Abstract:
This paper examines the shape of a steady jet with a swirling component, ejected from a
circular orifice at an angle to the horizontal. Assuming the Froude number to be large, we
derive a set of asymptotic equations for a slender jet. In the inviscid limit, the solutions
of the set predict that, if the swirling velocity of the flow exceeds a certain threshold, the
jet bends against gravity and rises until the initial supply of the liquid’s kinetic energy is
used up. This effect is due to the fact that the contributions of the swirl and streamwise
velocities to the centrifugal force are of opposite signs, with their sum to be balanced
by gravity. As a result, swirl- and streamwise-dominated jets bend in opposite directions.

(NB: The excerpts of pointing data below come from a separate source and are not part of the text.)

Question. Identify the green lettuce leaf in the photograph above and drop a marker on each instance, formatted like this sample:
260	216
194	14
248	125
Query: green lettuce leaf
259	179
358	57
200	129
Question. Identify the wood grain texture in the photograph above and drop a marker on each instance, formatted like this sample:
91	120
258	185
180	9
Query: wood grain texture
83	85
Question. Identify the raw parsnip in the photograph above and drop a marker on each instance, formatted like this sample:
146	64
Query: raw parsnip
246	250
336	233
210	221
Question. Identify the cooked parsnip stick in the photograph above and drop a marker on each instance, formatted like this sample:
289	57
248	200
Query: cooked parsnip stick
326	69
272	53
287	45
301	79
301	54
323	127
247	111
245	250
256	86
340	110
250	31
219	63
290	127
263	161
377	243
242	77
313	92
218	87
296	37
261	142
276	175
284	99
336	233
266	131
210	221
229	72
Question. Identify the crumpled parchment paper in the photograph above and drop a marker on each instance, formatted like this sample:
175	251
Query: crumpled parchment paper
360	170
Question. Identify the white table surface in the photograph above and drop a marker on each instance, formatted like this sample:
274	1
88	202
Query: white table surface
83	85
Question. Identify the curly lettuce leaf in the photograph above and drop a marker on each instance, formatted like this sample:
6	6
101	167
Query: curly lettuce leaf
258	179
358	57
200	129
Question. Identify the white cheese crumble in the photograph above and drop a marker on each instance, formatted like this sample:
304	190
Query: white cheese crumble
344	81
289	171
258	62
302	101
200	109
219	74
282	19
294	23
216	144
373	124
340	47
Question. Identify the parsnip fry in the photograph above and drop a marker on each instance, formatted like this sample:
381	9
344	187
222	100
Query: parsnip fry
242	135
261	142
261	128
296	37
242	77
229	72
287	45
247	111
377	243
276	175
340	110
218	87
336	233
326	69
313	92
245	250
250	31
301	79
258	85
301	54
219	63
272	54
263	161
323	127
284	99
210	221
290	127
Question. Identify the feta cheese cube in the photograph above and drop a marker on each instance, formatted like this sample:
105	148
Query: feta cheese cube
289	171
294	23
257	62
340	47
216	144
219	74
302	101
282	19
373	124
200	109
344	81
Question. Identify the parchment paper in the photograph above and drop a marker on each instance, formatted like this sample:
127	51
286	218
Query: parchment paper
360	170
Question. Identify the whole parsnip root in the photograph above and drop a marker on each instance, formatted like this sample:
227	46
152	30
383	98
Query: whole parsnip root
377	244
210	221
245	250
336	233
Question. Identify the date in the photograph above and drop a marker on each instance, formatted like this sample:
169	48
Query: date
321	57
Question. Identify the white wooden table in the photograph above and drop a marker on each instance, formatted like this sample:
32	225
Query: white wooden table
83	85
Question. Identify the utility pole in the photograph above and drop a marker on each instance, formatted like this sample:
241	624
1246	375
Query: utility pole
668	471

Downward-bending jets also exhibit counter-intuitive behaviour. If the swirling velocity
is strong enough (but is still below the above threshold), the streamwise velocity on the
jet’s axis may decrease with the distance from the orifice, despite the acceleration due to
gravity. Eventually, a stagnation point emerges due to this effect, arguably destabilising the
jet. Also paradoxically, viscosity-dominated jets can reach higher (if they bend upwards)
and farther (in all cases) than their inviscid counterparts, due to the fact that viscosity
suppresses formation of stagnation points.